The jamming transition
Many disordered systems show a transition from a liquid-like phase to a rigid phase as a function of some control parameter. A paradigmatic example is the jamming of frictionless repulsive spheres, which has a jamming transition near which various properties have scalings resembling an equilibrium critical point. This transition has an upper critical dimension of 2, and the mean field theory of glasses (which is exact for infinite spatial dimension) accurately describes the critical exponents of this transition in both 2d and 3d systems.
Two projects in my PhD touched on the finite-dimensional consequences of the mean-field theory of glasses. In one project, we showed that, although the mean-field picture would suggest structure becomes rapidly irrelevant for dynamics as spatial dimension increases, local structure appears to be relevant to dynamics in any spatial dimension, raising a puzzle for the interpretation of the otherwise very successful mean-field results. In another project, I helped to analyze simulation data from Eric Corwin’s group. We considered not just critical exponents, but how the prefactors of scaling relations scale with spatial dimension, and showed that these dimensonal scalings match mean-field theory.
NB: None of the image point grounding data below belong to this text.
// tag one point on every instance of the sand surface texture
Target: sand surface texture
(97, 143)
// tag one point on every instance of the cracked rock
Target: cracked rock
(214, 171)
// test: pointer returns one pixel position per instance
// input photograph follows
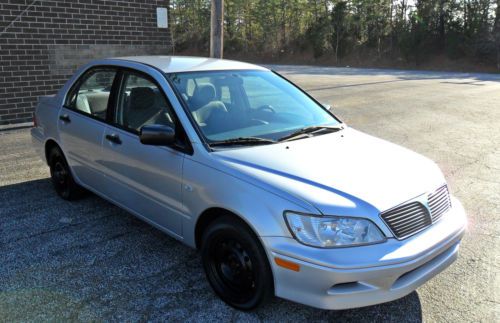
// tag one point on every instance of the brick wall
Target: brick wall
(43, 42)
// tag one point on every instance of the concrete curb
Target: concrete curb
(16, 126)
Since the mean-field theory is exact for large spatial dimensional, this implies, shockingly, that mean-field theory accurately predicts not just critical exponents, but the actual values of some observables near the jamming transition! (I’m still unsure if anyone has ever bothered to check that this isn’t true in, say, the Ising model in 4d—surely someone would have noticed, right?) I was then able to exactly calculate one of these dimensional scalings without the mean-field assumption, in agreement with the numerical results.
In a final project, we showed how known scalings for jamming at finite temperature could be unified into an unusual type of scaling ansatz, where apparently different exponents on different sides of a transition are generated by a dangerous irrelevant variable.